Holy shit! The flu is no joke. I was reduced to literally laying down and doing nothing all weekend. Which is kinda terrible when you have hungry kids. Thank Thor it was raining outside this weekend so the sugar they curiously had in their systems wasn’t requested to be de-fueled outdoors. I was an absolutely worthless father ALL weekend. I did nothing for my kids outside of sandwiches and putting  Puss ‘n’ Boots in the Blu-Ray player. And I am sure they will also be sick as I handled their food with the care of  a 3rd world meat kiosk without access to electricity. But what it lacked in care, it made up with in love. And by love I mean I gave them 4 different sandwiches and a bag of chips to buy myself some sleep time. I trust my daughter enough to know that some Disney XD and Cheetos is a day well spent. Its my son who I feared waking up to a re-enactment of any movie where everything was destroyed and there are no survivors. I am glad that my preemptive DVR training for my kids has paid off. They handled On-Demand like some pre-teen champs in my absence.

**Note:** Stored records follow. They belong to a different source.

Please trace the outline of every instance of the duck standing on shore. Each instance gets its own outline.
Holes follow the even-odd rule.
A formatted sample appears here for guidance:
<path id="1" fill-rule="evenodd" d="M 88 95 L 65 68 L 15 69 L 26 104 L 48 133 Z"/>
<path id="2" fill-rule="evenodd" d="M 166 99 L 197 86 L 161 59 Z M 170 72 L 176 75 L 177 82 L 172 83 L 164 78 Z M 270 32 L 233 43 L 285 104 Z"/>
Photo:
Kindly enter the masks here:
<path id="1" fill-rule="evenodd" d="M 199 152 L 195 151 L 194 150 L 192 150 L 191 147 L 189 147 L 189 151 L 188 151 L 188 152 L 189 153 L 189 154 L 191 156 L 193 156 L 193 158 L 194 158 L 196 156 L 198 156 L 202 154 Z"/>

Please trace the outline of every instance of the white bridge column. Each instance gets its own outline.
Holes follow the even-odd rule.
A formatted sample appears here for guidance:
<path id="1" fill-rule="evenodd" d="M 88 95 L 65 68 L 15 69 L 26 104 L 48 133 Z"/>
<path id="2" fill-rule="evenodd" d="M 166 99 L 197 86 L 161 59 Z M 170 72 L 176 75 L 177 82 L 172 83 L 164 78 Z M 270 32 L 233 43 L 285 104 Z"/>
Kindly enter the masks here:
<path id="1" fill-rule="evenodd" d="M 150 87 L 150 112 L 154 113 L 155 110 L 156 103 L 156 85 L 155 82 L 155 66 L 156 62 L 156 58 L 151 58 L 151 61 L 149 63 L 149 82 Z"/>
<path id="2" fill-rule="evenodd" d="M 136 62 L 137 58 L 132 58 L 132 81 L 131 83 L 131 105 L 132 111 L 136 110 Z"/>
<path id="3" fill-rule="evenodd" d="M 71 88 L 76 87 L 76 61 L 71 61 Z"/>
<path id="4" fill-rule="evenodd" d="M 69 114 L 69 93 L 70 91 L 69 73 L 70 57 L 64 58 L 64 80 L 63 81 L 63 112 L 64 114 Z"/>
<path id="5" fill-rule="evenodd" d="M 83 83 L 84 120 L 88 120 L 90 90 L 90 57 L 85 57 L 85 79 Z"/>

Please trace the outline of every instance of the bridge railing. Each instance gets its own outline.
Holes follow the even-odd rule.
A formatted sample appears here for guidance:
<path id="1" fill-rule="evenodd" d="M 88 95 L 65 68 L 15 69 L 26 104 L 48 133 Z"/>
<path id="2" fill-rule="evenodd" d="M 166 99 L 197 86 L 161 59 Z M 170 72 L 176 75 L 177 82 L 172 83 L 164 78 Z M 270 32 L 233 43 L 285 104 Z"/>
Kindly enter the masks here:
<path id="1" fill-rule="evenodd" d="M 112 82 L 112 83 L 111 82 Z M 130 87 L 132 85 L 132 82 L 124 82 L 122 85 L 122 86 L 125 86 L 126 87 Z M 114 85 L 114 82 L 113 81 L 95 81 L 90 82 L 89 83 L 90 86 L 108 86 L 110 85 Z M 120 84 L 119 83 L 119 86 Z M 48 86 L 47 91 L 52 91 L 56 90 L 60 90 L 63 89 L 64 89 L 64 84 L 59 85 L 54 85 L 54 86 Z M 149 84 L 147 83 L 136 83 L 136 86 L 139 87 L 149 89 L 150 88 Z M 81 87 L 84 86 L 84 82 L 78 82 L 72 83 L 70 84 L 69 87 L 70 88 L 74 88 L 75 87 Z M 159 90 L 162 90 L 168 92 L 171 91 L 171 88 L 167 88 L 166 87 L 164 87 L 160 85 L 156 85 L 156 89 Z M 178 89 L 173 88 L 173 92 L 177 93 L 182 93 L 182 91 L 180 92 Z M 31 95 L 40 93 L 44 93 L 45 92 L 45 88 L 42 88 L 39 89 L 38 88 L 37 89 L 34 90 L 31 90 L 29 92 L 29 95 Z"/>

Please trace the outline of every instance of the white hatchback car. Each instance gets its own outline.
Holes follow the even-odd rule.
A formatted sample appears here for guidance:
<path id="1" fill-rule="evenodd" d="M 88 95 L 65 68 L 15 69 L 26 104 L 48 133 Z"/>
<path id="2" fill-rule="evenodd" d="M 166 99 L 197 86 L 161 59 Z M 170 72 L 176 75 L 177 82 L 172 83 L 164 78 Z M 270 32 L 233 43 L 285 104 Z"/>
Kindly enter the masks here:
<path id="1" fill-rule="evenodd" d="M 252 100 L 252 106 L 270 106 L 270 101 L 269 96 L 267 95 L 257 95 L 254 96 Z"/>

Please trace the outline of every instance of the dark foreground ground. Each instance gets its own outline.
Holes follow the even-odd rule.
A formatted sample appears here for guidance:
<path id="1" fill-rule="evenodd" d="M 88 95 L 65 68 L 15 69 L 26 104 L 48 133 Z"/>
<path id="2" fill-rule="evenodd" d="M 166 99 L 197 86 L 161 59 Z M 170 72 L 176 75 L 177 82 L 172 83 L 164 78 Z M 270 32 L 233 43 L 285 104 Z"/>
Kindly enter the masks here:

I am also glad that at this time I am single. No woman would respect a man after the smell of being sick all day has hit the olfactories. I smelled like what I am positive the inside of Wendy Williams’ female body suit smells like. I have since showered, but the length of time betwixt cleansings was unbearably lengthy. I am not ashamed to admit this only because I would like offer my kudo’s to any woman or any man who sticks through next to someone while they are incapable to being able to function due to illness. I mean I can’t say I was at the point where a sponge bath was necessary. But I am sure if someone was there I would have taken way too many liberties with their kindness.

The entire time I was laying in bed sick all I could think about was Jordan put up 38 against the Jazz with the flu. Why can’t I get out of the effing bed? At the very least I feel as though I should have at least been able to sit and watch TV with my kids this weekend. But I felt like an innkeeper for 2 small travelers. Just showed them where to poop and how easy it was to use the ice maker. I am glad that my annual sickness has come and gone. I have no use for being useless. I will make it up to my kids this weekend by buying them something Bieber’esque to destroy (they hate Bieber) and following it up with Icees. I love my youngins.